The woman who was responsible for that luck was out in the audience now, or perhaps milling around in the grand lobby waiting to take her seat. She’d walked him to the stage door, assuring him that she didn’t need to keep an eye on him as he did his makeup, warmed up, and got into costume.

“But I promise I’ll be watching once the curtain comes up,” she said, and he’d felt an odd mix of nerves and comfort at that.

“I’ll try to make it worth the price of admission.”

“My ticket was free, so that shouldn’t be hard,” she smiled.

He chuckled, and an awkward silence settled over them. Katarina and her girlfriend came down the stairs from the plaza and he and Ivy nodded in greeting.

“You coming in?” Kat asked as she pulled the door open. “It’s freezing out here.”

“Yeah, just a sec,” Justin said.

He looked back at Ivy, who was fiddling with the knot in her coat belt and looking up at him through her long lashes. She’d worn a dress and a pair of short, high-heeled boots for opening night, and curled her hair into big, rolling waves. Behind her glasses, her makeup was more pronounced than usual, and it was hard not to notice her mouth when her lips were painted adeep, matte red. She looked nervous, and even prettier than usual.

“Well, chookas,” she said. “Or as I think they say here, merde?”

“Why don’t you cover all our bases and tell me to break a leg, too?” he said with a weak chuckl. “And… Thank you. For helping me get here.”

“Thanks for letting me help,” she said. She smiled up at him, the same warm, intimate curve of her lips she’d given him yesterday, after he’d told her the whole miserable story. That smile did something to him, made him feel like he’d earned something rare and precious, and for a moment he let himself stand in the freezing air and bask in it.

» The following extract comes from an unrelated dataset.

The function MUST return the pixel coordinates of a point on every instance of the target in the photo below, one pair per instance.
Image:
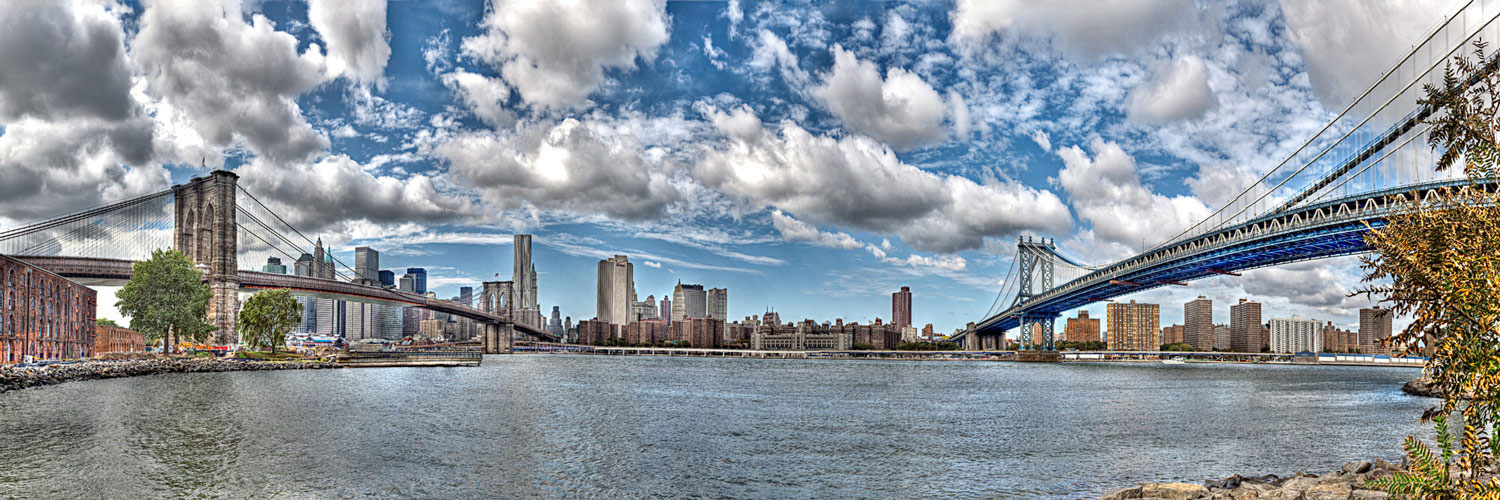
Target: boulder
(1328, 491)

They were standing close, and he could see faint freckles across her nose and smell the perfume she must have sprayed on for the occasion. Something velvety and floral that for some reason made him think of a still summer morning and a tree full of birds. He let himself breathe it in, and for a moment he forgot to be nervous about the theater and its huge stage and its 2000 red velvet seats.

She kept smiling, looking up at him like she understood him, like they were a team and they’d already won. Before he could think better of it—he didn’t want to think better of it—he had extended one arm and pulled her into a hug, one arm curved around her shoulder in a brief, professional gesture of thanks. He felt her sway slightly in her towering heels, but she wrapped both arms around his waist, steadying herself, and a second later, he felt her small, warm body go soft against his, her muscles relaxed under that impossibly fine coat.

Heat rushed through his body, fiercer and more urgent than any warmth that might have radiated through her coat. It lit up his bones, that heat, turning what should have been a brief and professional hug—perfunctory, almost meaningless—intosomething else entirely. He wanted to bask in this, too, wanted to wrap his other arm around her shoulder, or bring his hand to the back of her head and sift his fingers through her hair. He could have sworn she’d been gripped by the same urge, too, because he felt her ribcage shift against his body as her breath seemed to go short.

But then a couple of corps dancers came jogging down the stairs, and he and Ivy leapt apart. The other two stepped between him and Ivy to pull the door open, and she tucked her hair self-consciously behind her ear.

“I should go,” she said hastily. “I’ll find you after, okay?”